Des banques zombies?!

Un des attributs bancaires qu’on rencontre fréquemment dans les médias ou sur les réseaux sociaux est le désormais célèbre banques zombies. Comme tout le monde n’est pas familier des croyances vaudous des Antilles, d’où le vocable est originaire (qui désigne là un fantôme ou un revenant), on va se contenter de la seconde définition, donnée par Le Petit Robert: un zombi est «une personne qui paraît vidée de sa substance et dépourvue de toute volonté».
Est-ce que cela s’applique aux banques? Il y a effectivement des ressemblances si on considère que la substance et la volonté ont été fortement mises à l’épreuve dans les banques. Question substance d’abord, on sait ce qui est advenu de ses deux principaux ingrédients: une liquidité en train de s’évaporer, puis une activité de crédit, cœur de l’organisme bancaire, sous perfusion.
Quant au second élément, la volonté, elle a été peu à peu anéantie. Déjà avant la crise, les banques étaient soumises à tout genre de pressions et d’obligations: une taxation sans commune mesure avec les autres secteurs de l’économie; des actions vindicatives de la Syrie puis du Hezbollah sous sanctions; des obligations de placements à la BDL bien au-delà de la réserve obligatoire; des incursions politiciennes comme ils savent bien le faire, là où ils flairent de l’argent.

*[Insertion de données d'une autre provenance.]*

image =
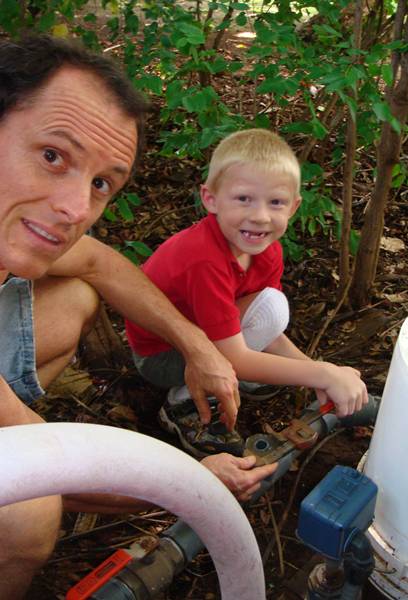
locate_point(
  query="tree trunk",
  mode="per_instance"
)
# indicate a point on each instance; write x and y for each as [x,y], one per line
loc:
[388,153]
[351,144]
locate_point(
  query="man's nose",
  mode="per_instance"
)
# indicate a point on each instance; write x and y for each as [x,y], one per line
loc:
[73,201]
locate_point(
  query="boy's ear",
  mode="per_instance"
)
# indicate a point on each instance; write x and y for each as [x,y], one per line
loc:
[208,199]
[296,203]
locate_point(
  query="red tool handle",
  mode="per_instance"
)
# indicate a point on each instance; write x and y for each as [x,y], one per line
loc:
[99,576]
[328,407]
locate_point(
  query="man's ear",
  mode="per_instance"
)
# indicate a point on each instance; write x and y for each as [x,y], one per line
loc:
[296,203]
[208,199]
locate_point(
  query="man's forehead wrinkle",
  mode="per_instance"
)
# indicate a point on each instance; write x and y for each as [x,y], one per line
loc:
[94,127]
[63,99]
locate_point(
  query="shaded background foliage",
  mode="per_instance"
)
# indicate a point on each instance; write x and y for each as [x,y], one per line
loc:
[340,63]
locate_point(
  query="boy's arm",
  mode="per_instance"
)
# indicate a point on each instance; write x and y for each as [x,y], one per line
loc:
[12,410]
[283,346]
[340,384]
[130,292]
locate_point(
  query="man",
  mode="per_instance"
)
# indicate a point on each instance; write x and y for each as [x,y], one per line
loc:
[69,131]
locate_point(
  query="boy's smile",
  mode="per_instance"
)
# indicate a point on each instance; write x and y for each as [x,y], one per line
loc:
[253,206]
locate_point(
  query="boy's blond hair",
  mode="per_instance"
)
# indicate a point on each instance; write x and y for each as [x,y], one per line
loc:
[259,147]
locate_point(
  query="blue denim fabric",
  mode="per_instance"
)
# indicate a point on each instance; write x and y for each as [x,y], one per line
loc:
[17,348]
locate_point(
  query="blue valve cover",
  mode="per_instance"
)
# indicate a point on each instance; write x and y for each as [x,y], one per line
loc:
[340,504]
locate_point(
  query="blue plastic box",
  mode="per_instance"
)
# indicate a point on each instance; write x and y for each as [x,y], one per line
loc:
[340,504]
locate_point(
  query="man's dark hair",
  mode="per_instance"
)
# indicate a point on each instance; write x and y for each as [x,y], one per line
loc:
[27,65]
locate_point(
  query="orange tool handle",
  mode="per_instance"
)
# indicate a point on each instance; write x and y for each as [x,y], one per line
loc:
[99,576]
[328,407]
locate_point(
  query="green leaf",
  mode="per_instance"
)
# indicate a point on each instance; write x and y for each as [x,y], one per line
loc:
[109,215]
[150,82]
[354,242]
[383,113]
[193,34]
[241,19]
[319,131]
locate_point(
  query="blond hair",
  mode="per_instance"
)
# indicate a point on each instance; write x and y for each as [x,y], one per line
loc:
[259,147]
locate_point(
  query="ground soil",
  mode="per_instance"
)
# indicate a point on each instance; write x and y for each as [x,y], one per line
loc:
[361,338]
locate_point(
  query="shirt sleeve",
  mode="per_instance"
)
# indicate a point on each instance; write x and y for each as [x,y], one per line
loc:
[211,297]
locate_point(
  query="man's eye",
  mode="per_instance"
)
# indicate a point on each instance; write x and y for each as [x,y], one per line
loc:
[101,185]
[52,156]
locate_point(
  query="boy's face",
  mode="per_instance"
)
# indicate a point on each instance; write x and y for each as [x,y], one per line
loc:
[253,207]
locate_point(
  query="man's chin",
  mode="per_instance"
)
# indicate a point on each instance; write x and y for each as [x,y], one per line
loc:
[27,271]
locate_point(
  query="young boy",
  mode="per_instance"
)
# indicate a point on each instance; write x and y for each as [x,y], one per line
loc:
[223,273]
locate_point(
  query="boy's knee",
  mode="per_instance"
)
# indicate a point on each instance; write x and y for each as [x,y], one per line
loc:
[29,531]
[265,319]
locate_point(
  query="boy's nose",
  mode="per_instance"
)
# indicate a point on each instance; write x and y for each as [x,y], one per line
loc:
[260,213]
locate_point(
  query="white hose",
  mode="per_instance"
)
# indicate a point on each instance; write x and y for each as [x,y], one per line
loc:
[64,458]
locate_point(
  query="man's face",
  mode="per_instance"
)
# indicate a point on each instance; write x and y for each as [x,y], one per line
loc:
[62,157]
[253,207]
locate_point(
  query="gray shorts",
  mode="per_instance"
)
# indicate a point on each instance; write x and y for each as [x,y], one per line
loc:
[17,348]
[165,369]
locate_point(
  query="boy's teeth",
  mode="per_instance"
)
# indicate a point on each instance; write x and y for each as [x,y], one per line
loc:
[251,234]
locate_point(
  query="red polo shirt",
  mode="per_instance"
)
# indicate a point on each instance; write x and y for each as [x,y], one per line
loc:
[199,274]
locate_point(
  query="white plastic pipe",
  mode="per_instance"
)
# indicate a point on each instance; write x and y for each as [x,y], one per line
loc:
[65,458]
[386,464]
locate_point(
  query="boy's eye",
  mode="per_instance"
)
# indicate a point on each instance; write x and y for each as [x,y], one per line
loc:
[101,185]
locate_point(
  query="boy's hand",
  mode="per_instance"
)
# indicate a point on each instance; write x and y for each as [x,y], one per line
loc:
[211,374]
[238,474]
[345,388]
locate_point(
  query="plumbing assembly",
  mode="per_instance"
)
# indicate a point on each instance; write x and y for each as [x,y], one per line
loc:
[333,520]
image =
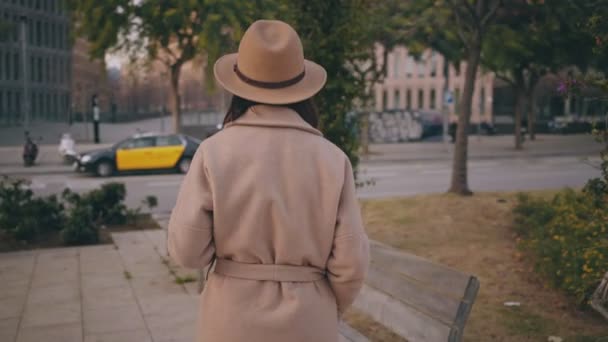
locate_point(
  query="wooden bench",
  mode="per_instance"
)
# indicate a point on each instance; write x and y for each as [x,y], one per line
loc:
[416,298]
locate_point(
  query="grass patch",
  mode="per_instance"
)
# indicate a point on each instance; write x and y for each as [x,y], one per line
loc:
[475,235]
[369,328]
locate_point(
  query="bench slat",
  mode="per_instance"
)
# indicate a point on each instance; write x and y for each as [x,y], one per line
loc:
[403,320]
[440,278]
[415,295]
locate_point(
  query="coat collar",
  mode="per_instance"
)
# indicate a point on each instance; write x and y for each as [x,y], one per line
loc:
[274,116]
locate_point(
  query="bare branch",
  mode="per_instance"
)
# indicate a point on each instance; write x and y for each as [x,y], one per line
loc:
[460,26]
[471,10]
[490,14]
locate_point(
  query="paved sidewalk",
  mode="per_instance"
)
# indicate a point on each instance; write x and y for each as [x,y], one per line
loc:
[110,293]
[487,147]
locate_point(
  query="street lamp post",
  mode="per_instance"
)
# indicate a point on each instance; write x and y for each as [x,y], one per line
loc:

Puis arrive la période noire à partir de fin 2019, où elles ont perdu presque toute marge de manœuvre, l’occasion rêvée pour les saigner à blanc. Mais, comment cela s’est-il donc passé? Par des épisodes successifs dont voici l’essentiel – une Casa de Papel aux couleurs locales.
1- Pas de loi de contrôle de capitaux, qui devait survenir dès les premiers jours de la crise, comme dans tout pays vaguement normal. Faute de quoi, une ruée bancaire s’est produite au cours des premières semaines, des montants incontrôlés sont sortis, et pas toujours équitablement. Légalement, les banques n’avaient pas le droit de refuser de telles opérations… jusqu’au moment où elles ont dû le faire sous peine de suicide collectif. Première salve de coups.
2- Agressions contre les banques. Corollaires du précédent crime, les agressions armées se sont multipliées, des magistrats se sont déchaînés, des médias enflammaient les foules, des politiques cachaient leur crétinisme atavique en se joignant à la mêlée. Et, une perte bancaire sèche, car des rançons ont dû être versées à des privilégiés londoniens ou des braqueurs locaux, à part les réparations en millions de dollars dans les agences détruites. Deuxième salve de coups.

3- Le défaut de paiement. La bande de Hassane Diab et ses délits d’initiés-profiteurs a décroché la palme d’or de bêtise en faisant un défaut de paiement sur la dette dans le chaos le plus total, alors que l’argent était bien disponible. Les banques, qui en détenaient alors pour 15 milliards de dollars, ont dû les brader à perte. Troisième salve.
4- Les subventions. Une politique mafieuse de subvention de produits a coûté, en comptant d’autres contributions accessoires, 22 milliards de dollars à la BDL selon la Banque mondiale. Autant de pertes pour le système bancaire, y compris pour les placements des banques à la banque centrale. Quatrième salve.
5- Circulaires et lois. Des régulations sont ensuite venues drainer la substance bancaire et anéantir encore plus la volonté des banquiers: dollar étudiant à 1.500 LL; remboursement de crédits en dollars sous ce même taux; des crédits immobiliers en LL qui n’ont plus aucune valeur; des chèques pour rembourser les crédits bancaires en dollars – mais du cash pour restituer des dépôts; versements de cash en LL à des taux surévalués, etc. Une série de salves de la deuxième saison.
Restent que ce panorama révèle un côté tragique, un autre controversé, et un troisième, disons absurde. Le plus tragique est que beaucoup de ces secousses frappant le secteur bancaire ont ébranlé aussi les déposants, les privant de leurs ressources. Le plus controversé est que certains clients ont bien profité, en remboursant leur crédit immobilier ou autre avec des broutilles.
Et, le plus absurde est que des commentateurs, des déposants, des chasseurs de zombis… sont béatement dans un état jubilatoire face aux tourments bancaires («bien fait pour elles», pensent-ils). Or, il ne faut pas être Albert Einstein pour découvrir que le sort des banques et celui des déposants sont irrévocablement liés, pas de salut pour l’un sans l’autre. Ou pour suspecter que cette suite d’évènements ne peut être simplement le fruit du hasard. Mais, c’est ce même Einstein qui avait peu de considération pour la jugeote de l’humanité: «Deux choses sont infinies: l'univers et la bêtise humaine; en ce qui concerne l'univers, je n'en ai pas acquis encore la certitude.»